Susanah Shaw Romney, Associate Professor, earned her Ph.D. from Cornell University, where she worked with Prof. Mary Beth Norton. Her book, New Netherland Connections, is the winner of the 2014 Book Prize from the Berkshire Conference of Women Historians, given annually to a first book published by a woman pertaining substantially to the subject of women and gender; the 2013 Jamestown Prize, given every two years by the Omohundro Institute of Early American History and Culture; and the 2013 Hendricks Prize, given annually by the New Netherland Institute. She is now at work on a new project looking at gender, settlement, and land claims in the seventeenth-century Dutch empire in North America, Guyana, South Africa, and Java..

Yijun Wang

Yijun Wang is Assistant Professor of History. She received her M.A. and Ph.D. in East Asian Languages and Cultures from Columbia University and her B.A. in History from Tsinghua University (Beijing, China).

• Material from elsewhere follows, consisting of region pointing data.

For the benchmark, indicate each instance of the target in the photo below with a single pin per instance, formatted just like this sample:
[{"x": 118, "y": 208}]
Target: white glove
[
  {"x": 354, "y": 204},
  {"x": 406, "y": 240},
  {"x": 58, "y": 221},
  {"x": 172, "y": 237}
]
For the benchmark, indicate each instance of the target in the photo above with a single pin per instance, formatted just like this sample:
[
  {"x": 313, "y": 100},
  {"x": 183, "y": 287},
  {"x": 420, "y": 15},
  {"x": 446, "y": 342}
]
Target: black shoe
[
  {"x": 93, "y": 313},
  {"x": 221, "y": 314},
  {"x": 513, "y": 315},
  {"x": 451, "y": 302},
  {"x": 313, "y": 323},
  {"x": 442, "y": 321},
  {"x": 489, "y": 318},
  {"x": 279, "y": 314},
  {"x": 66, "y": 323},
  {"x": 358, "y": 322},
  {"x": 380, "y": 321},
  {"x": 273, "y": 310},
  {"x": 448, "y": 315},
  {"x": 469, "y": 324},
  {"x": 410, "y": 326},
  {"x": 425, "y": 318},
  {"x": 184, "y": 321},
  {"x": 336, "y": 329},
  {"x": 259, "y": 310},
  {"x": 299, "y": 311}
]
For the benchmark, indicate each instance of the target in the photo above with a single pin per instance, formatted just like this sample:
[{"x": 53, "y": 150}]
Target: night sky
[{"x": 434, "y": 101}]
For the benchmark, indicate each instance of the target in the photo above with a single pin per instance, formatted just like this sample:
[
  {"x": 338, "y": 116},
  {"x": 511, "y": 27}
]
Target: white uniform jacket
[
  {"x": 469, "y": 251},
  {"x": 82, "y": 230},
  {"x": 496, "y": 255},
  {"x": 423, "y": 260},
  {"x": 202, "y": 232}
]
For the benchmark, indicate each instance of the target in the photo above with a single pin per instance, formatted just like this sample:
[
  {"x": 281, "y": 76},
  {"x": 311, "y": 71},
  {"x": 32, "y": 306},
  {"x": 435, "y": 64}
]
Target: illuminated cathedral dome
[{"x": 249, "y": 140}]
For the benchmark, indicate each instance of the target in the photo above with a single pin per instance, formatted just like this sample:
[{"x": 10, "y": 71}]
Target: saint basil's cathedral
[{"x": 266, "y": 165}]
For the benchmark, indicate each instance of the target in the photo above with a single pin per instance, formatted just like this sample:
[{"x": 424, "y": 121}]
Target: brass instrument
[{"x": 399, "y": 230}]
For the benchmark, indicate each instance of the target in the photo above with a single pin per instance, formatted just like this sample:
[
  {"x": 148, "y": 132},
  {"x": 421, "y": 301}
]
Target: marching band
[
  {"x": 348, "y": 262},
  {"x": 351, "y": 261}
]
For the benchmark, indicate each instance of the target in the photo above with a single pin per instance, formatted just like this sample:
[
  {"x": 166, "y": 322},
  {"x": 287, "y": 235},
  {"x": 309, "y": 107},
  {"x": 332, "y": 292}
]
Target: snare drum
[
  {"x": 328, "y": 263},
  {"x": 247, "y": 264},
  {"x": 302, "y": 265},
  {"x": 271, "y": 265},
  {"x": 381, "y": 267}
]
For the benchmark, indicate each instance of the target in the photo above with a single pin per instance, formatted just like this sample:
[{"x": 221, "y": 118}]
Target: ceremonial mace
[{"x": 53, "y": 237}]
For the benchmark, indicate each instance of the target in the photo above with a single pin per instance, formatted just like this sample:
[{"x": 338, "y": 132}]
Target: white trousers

Her research interest include material culture, history of technology, and gender in early modern China. Yijun is especially interested in the connections between knowledge, technology, and power. Her current book project, tentatively titled From Tin to Pewter: Craft and Statecraft in Qing China, examines the transmissions of technology and changes in the culture of statecraft in China from 1700 to 1850s. By tracing the itinerary of tin, she explores how imperial expansion and global trade affected knowledge production and transmission, gradually changing the culture of statecraft from Confucian didacticism to technocratic statecraft. Yijun has contributed an article to The Silver Age: Origins and Trade of Chinese Export Silver (Hong Kong Maritime Museum, 2017).

Graduate Assistant

Ahmet Yusuf Yüksek

Ahmet Yusuf Yüksek is a doctoral student in the joint Ph.D. program in History and Middle Eastern and Islamic Studies . His research interests include the religio-political and social history of the Ottoman Empire. He is also greatly interested in digital humanities scholarship and responsible for the digital components of the course. Before joining NYU in 2019, he had worked as a research assistant in two digital humanities projects for three years in Istanbul, Turkey and St. Andrews, Scotland. He participated in the Polonsky Foundation-NYU Digital Humanities Internship Program during the summer of 2020 and served as a contributor for Ottoman Studies at The Digital Orientalist and as an editor at Digital Ottoman Studies.